The assignment: Consider the series of complex numbers
$\sum^{\infty}_{k=1} r^k \big(cos(v)+i\space sin(v)\big)^k\space with\space r \in [0,1[$
(a) Show that the series is a convergent geometric series and calculate its sum
(b) Show that the series can be expressed as $\sum^{\infty}_{k=1} r^k \big(cos(kv)+i\space sin(kv)\big)$
(c) Find expressions for the two series of real numbers,
$\sum^{\infty}_{k=1} r^k \big(cos(kv)\big)$ & $\sum^{\infty}_{k=1} r^k \big(sin(kv)\big)$
My (attempt at) solution:
(a) Showing that it's a geometric series is easy enough, simply recognizing that $cos(v)+i\space sin(v)=e^{iv}$ and thus $\sum^{\infty}_{k=1}r^k \big( e^{iv} \big)^k=\sum^{\infty}_{k=1}(re^{iv})^k=\sum^{\infty}_{k=1}z^k$.
That $|r|<1$ is given, and $|cos(v)+i\space sin(v)|<1$ is also simple to show. Thus the series converges to $\frac{re^{iv}}{1-re^{iv}}$.
However; the assignment also asks me to reduce this to the neat formula $a+ib$. And I'm not sure how to reduce it, when I tried, I simply ended up making it even wierder. I would very much like some help on rewriting this complex number "$\frac{re^{iv}}{1-re^{iv}}$".
(b) That $e^{ikv}=cos(kv)+isin(kv)$ follows from de Moivre's formula.
(c) I'm a little unsure what the assignment wants here.

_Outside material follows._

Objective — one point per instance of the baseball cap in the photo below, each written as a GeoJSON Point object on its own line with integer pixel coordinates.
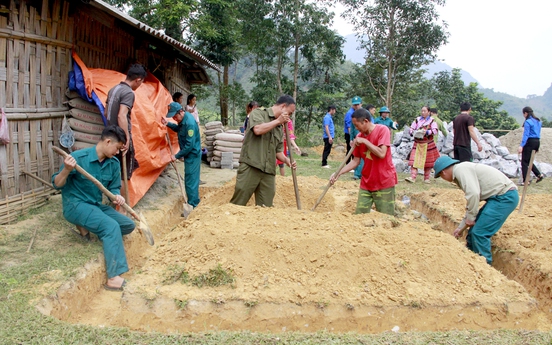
{"type": "Point", "coordinates": [174, 108]}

Is it simply that
$\sum_{k=1}^{\infty}r^k\space cos(kv)=\sum_{k=1}^{\infty} r^k \space \frac{1}{2}\big(e^{ikv}+e^{-ikv}\big)$
and similarly for sine?
Thanks for reading
We can write directly, as you already said:
$$\sum_{k=1}^\infty r^k(\cos v+i\sin v)^k=\sum_{k=1}^\infty z^k\;,\;\;\text{with}\;\;z=r(\cos v+i\sin v)=re^{iv}$$
Thus, since $\;|z|=r<1\;$ , by the well known formula we get
$$\sum_{k=1}^\infty z^k=\frac z{1-z}=\frac{re^{iv}}{1-re^{iv}}=\frac{re^{iv}}{1-r\cos v-ir\sin v}=\frac{r(\cos v+i\sin v)(1-r\cos v+ir\sin v)}{1-2r\cos v+r^2}=$$
$$=\frac{r(\cos v-r\cos^2v-r\sin^2v+(r\cos v\sin v+\sin v-r\cos v\sin v)i}{1-2r\cos v+r^2}=\frac{r(\cos v-r+i\sin v)}{1-2r\cos v+r^2}$$
and thus the sum of the series, in cartesian form, is
$$r\frac{\cos v-r}{1-2r\cos v+r^2}+r\frac{\sin v}{1-2r\cos v+r^2}\,i$$
Part (c) follows at once from the above.